I have finished painting number four:
The shutters on the main house, above, are dark green, but they look black. Unfortunately, the photos do not show the details as well as seeing it in person.
And now, on to number five:
I also took a few pictures from the basement window, this morning:
We have also been missing some things around the house, including my painting apron. I could not figure out how my apron could come up missing so soon after using it. I have another apron, but I love that particular apron, because it is so beautifully covered with remnants of past paintings. LOL! Well, I looked and looked and finally came up with a story of what happened. I’m thinking that two Amish Rabbi’s from Mongolia, who ride calico cats bareback, broke into our house and stole my apron, among other things, which include Mr. Beloved’s parka. Why they would want those things, I don’t know. (You know, I really need to write down some of the strange things that come into my mind. I know I could make a book just as good as Tolkien or Lewis…) Anyway, I finally found my apron in a deep dark corner. I have no idea how it got there. Mr. Beloved’s parka is still missing…
Speaking of books, I have recently read some really good ones. One was The Greater Journey: Americans in Paris. I always learn a lot when I read a David McCullough book. I was fascinated by the stories of famous Americans, especially the artists and doctors. As usual, I highly recommend books by David McCullough. It was an audio book and the first chapter was read by the author, but then the rest was read by Edward Hermann. Mr. Hermann was a very good reader and he almost sounded like the author.
The next one I read was The Lewis and Clark Journals: An American Epic of Discovery. I was surprised to discover that the Lewis and Clark party ate a lot of dogs and horses during their travels. Toby was horrified and disgusted that I would read something like that and apparently enjoy it. I reassured him that I was not to be converted to canine delicacies. But, what an adventure they had! A very interesting and, sometimes, humorous read. This was abridged, because the journals are in many volumes. I normally do not like abridged books, but this was an exception, because I didn’t think I could make it through the whole thing in one whack. The only issue I had with this one were the ridiculous parentheses that were inserted by the editor too often. But, I got over it and enjoyed the book very much. This was an audio book, also, but the reader almost sounded mechanical. The reader of an audio book can make or break it and if it wasn’t for the fact that the book was so good, I would not have been able to abide that voice.

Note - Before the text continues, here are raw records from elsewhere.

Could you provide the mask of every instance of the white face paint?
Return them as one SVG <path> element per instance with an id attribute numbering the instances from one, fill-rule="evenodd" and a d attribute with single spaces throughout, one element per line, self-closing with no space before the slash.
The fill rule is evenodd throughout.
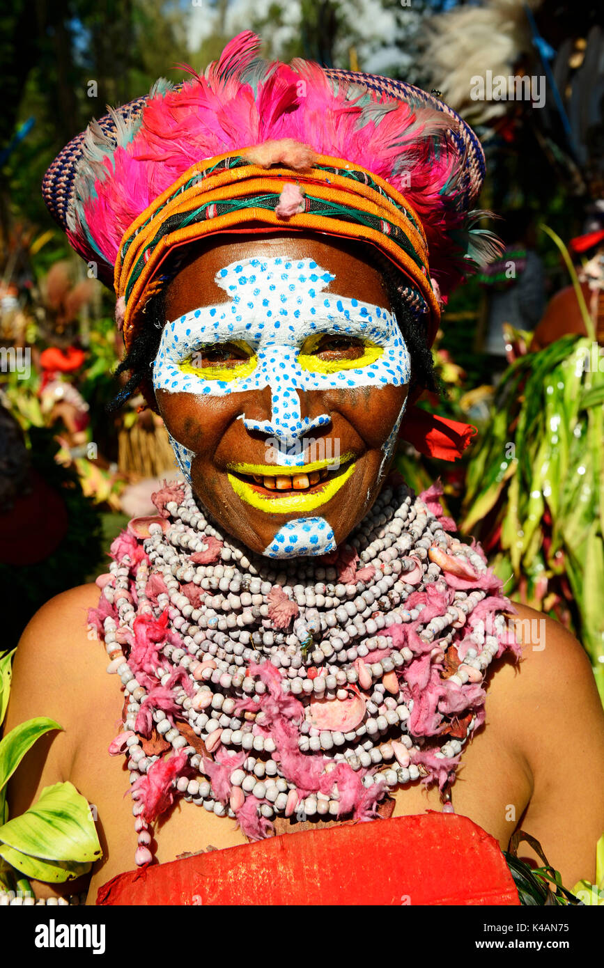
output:
<path id="1" fill-rule="evenodd" d="M 302 417 L 300 390 L 403 386 L 410 377 L 409 354 L 396 318 L 384 307 L 324 292 L 335 278 L 310 258 L 256 257 L 231 262 L 215 279 L 226 292 L 226 301 L 193 310 L 164 328 L 153 367 L 156 391 L 222 397 L 270 387 L 270 419 L 253 420 L 245 413 L 239 418 L 247 430 L 270 437 L 272 462 L 303 467 L 303 439 L 327 426 L 331 417 L 328 413 Z M 325 363 L 314 355 L 321 337 L 336 334 L 360 341 L 362 356 Z M 233 342 L 244 353 L 240 364 L 228 369 L 195 365 L 204 348 Z M 384 443 L 379 478 L 396 443 L 404 411 L 405 406 Z M 189 479 L 194 455 L 170 440 Z M 317 540 L 305 542 L 302 551 L 297 538 L 292 545 L 288 537 L 297 535 L 303 527 L 308 537 L 309 525 Z M 323 554 L 334 546 L 327 522 L 306 518 L 281 529 L 264 554 Z"/>

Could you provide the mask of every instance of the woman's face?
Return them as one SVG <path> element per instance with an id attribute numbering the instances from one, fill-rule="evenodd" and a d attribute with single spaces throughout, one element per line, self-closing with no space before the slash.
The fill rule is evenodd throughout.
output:
<path id="1" fill-rule="evenodd" d="M 199 250 L 166 292 L 153 368 L 181 469 L 270 558 L 333 550 L 391 463 L 409 356 L 379 273 L 336 241 Z"/>

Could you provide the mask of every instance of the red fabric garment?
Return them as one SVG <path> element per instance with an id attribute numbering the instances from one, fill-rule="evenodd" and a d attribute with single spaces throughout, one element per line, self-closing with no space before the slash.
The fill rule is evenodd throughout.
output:
<path id="1" fill-rule="evenodd" d="M 112 878 L 99 905 L 516 905 L 497 840 L 468 817 L 303 831 Z"/>
<path id="2" fill-rule="evenodd" d="M 53 370 L 59 373 L 74 373 L 84 362 L 86 354 L 77 347 L 68 347 L 59 349 L 58 347 L 47 347 L 40 354 L 40 365 L 43 370 Z"/>
<path id="3" fill-rule="evenodd" d="M 476 428 L 429 413 L 421 407 L 408 407 L 401 421 L 399 437 L 412 443 L 420 454 L 440 461 L 456 461 L 461 457 Z"/>

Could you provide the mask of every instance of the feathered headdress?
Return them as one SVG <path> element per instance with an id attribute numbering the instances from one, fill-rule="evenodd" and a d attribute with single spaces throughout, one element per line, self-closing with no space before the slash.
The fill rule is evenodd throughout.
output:
<path id="1" fill-rule="evenodd" d="M 476 136 L 408 84 L 268 62 L 259 44 L 240 34 L 203 75 L 160 79 L 46 172 L 46 204 L 71 244 L 101 279 L 113 275 L 127 347 L 167 257 L 235 226 L 372 244 L 401 270 L 434 339 L 441 295 L 468 259 L 494 251 L 495 237 L 472 227 L 484 177 Z"/>

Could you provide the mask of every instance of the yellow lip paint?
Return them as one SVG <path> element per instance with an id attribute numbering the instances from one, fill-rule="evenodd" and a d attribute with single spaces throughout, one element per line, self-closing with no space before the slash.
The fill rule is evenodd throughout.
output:
<path id="1" fill-rule="evenodd" d="M 267 511 L 269 514 L 288 514 L 296 511 L 314 511 L 321 504 L 326 504 L 346 484 L 355 467 L 356 464 L 349 464 L 344 473 L 328 480 L 320 491 L 316 491 L 314 494 L 300 494 L 298 492 L 284 498 L 262 498 L 251 484 L 242 481 L 240 477 L 229 473 L 226 476 L 237 497 L 245 500 L 246 504 L 252 504 L 258 511 Z M 299 473 L 299 470 L 295 472 Z"/>
<path id="2" fill-rule="evenodd" d="M 303 464 L 297 468 L 284 467 L 281 464 L 227 464 L 226 469 L 236 470 L 239 474 L 261 474 L 262 477 L 289 477 L 294 474 L 310 474 L 313 470 L 321 470 L 334 464 L 342 466 L 351 460 L 353 456 L 351 451 L 347 451 L 338 461 L 327 457 L 321 461 L 313 461 L 311 464 Z"/>

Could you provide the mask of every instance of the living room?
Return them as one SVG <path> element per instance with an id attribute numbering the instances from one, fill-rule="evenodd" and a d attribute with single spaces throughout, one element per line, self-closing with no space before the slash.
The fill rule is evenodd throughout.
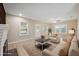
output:
<path id="1" fill-rule="evenodd" d="M 75 3 L 3 3 L 8 56 L 79 56 Z"/>

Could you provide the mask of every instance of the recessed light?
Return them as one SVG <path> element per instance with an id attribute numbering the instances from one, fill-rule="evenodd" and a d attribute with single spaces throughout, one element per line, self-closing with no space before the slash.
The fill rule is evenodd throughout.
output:
<path id="1" fill-rule="evenodd" d="M 22 16 L 22 14 L 20 13 L 19 16 Z"/>
<path id="2" fill-rule="evenodd" d="M 56 21 L 56 20 L 54 20 L 54 21 L 53 21 L 53 23 L 57 23 L 57 21 Z"/>

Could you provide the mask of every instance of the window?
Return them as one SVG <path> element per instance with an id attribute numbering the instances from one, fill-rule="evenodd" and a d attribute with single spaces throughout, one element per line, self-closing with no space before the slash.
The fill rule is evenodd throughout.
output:
<path id="1" fill-rule="evenodd" d="M 65 34 L 67 33 L 67 25 L 66 24 L 58 24 L 55 26 L 55 32 Z"/>
<path id="2" fill-rule="evenodd" d="M 35 36 L 39 37 L 41 35 L 41 25 L 35 24 Z"/>
<path id="3" fill-rule="evenodd" d="M 28 24 L 26 22 L 20 23 L 20 36 L 28 34 Z"/>

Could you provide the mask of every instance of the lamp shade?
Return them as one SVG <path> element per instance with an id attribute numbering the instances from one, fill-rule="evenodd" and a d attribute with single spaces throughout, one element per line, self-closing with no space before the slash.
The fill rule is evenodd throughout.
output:
<path id="1" fill-rule="evenodd" d="M 75 34 L 74 30 L 69 30 L 69 34 Z"/>

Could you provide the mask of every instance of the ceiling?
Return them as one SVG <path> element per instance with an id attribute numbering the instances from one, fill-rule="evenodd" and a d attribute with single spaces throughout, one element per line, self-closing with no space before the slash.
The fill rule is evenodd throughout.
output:
<path id="1" fill-rule="evenodd" d="M 66 21 L 76 16 L 75 3 L 4 3 L 6 13 L 43 22 Z"/>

And, now I am working on the very long Washington, A life by Ron Chernow. George Washington is my favorite president. This book presents him as very human, emotional, faulty, heroic, ridiculous, brave, wise, and foolish. In other words: a lowly human just like the rest of us. In his case, the Lord had wonderful things for him to do. Such a good book. I only had ten books on Washington, so this was a good addition to my library. As for the reader (because, yes, this is an audio book, too), he has a voice that I can only describe as slightly slimy and irritating. I am learning, though, to tune that out and listen to the words. You know, you can’t tune it out, though, if it is really bad, so he isn’t all that bad. I have admired George’s wife, Martha, also. I have a novel based on her life, called Lady Washington by Dorothy Clarke Wilson, which I highly recommend.
I am also reading (in actual paperback form) The Lord’s Day by Joseph Pipa, Jr. Very good and convicting. The longer I am a Christian, the more I realize how much I have to learn. The Lord is very good to give teachers and I pray that I will humble myself to learn from them and also recognize the true teachers from the false ones.
Has anyone read any of the above books? Do you like history?
History with its flickering lamp stumbles along the trail of the past, trying to reconstruct its scenes, to revive its echoes, and kindle with pale gleams the passion of former days.